Ministro Salvini, disinneschi la violenza verbale
La tragica fine della giovanissima Desirée Mariottini, trovata morta il 19 ottobre in un casolare abbandonato nel quartiere di San Lorenzo a Roma, esige che venga fatta giustizia e che i colpevoli siano presto identificati e processati. Tuttavia riteniamo perverso ogni tentativo di strumentalizzazione della sua morte, in modo specifico per attaccare gli immigrati.
Per questo motivo ci sentiamo indignati e sgomenti per il linguaggio usato dal ministro dell’Interno, Matteo Salvini, che con un tweet ha definito «verme», l’immigrato africano arrestato a Foggia il 26 ottobre scorso perché sospettato, con altri tre stranieri, di aver drogato, stuprato e ucciso la giovane Desirée Mariottini.
Reputiamo l’epiteto “verme” offensivo e denigratorio nei confronti della persona arrestata sulla quale si vuole insinuare che abbia una responsabilità criminale prima ancora di essere processata.

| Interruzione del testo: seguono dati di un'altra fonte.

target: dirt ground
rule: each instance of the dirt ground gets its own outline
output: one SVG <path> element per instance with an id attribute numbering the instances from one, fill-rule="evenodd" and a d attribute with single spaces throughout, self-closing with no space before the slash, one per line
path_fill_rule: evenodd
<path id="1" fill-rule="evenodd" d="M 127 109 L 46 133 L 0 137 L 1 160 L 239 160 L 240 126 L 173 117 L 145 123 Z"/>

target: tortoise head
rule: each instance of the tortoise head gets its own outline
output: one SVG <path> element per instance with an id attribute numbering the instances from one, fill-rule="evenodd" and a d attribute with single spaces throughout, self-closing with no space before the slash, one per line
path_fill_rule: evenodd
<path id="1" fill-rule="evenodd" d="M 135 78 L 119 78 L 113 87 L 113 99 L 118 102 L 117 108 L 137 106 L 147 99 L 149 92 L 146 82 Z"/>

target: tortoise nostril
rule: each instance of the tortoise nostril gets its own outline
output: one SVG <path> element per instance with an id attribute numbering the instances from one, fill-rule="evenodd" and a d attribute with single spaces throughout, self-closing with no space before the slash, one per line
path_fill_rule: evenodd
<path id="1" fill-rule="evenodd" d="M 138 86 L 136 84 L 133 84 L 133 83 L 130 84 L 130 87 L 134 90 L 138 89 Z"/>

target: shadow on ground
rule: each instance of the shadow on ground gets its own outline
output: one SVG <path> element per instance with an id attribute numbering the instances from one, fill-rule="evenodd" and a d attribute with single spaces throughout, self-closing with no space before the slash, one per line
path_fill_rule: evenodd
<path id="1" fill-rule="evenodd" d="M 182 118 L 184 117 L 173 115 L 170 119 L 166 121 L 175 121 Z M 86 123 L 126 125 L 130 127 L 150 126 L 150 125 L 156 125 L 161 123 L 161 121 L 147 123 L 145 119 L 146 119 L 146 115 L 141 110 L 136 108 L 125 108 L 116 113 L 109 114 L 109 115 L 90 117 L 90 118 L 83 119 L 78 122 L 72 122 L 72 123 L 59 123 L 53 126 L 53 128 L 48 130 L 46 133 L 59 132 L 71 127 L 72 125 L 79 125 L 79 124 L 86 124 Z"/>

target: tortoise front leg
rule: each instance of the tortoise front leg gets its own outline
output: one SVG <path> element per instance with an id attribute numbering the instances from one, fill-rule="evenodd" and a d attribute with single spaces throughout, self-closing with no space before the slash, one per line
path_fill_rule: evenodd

Inoltre, non si può negare che l’associare la parola verme a immigrato comporta il pericolo reale di fare emergere sentimenti di odio razziale e istigare atti di violenza verso gli stranieri nel nostro paese, in modo particolare verso gli africani.
Il brutale pestaggio a Brindisi, lo scorso 19 ottobre, di due immigrati africani per mano di due italiani è l’ennesimo episodio di una catena di atti di intolleranza e di violenza che sono andati moltiplicandosi negli ultimi tempi sull’onda di pronunciamenti xenofobi da parte di autorità civili ed esponenti della politica.
Condividiamo, pertanto, la preoccupazione di tanti fratelli e sorelle neri che nell’Italia di oggi si sentono più insicuri. In pubblico o per strada, temono che per il semplice fatto di avere la pelle scura possano diventare bersaglio di aggressioni razziste.
Chiediamo, quindi, al ministro dell’Interno, Matteo Salvini, di evitare nei suoi pronunciamenti parole che possano fomentare l’odio e la violenza razziale al fine di stemperare le tensioni sociali nel nostro paese e non aggravare la già difficile relazione tra italiani e la comunità immigrata.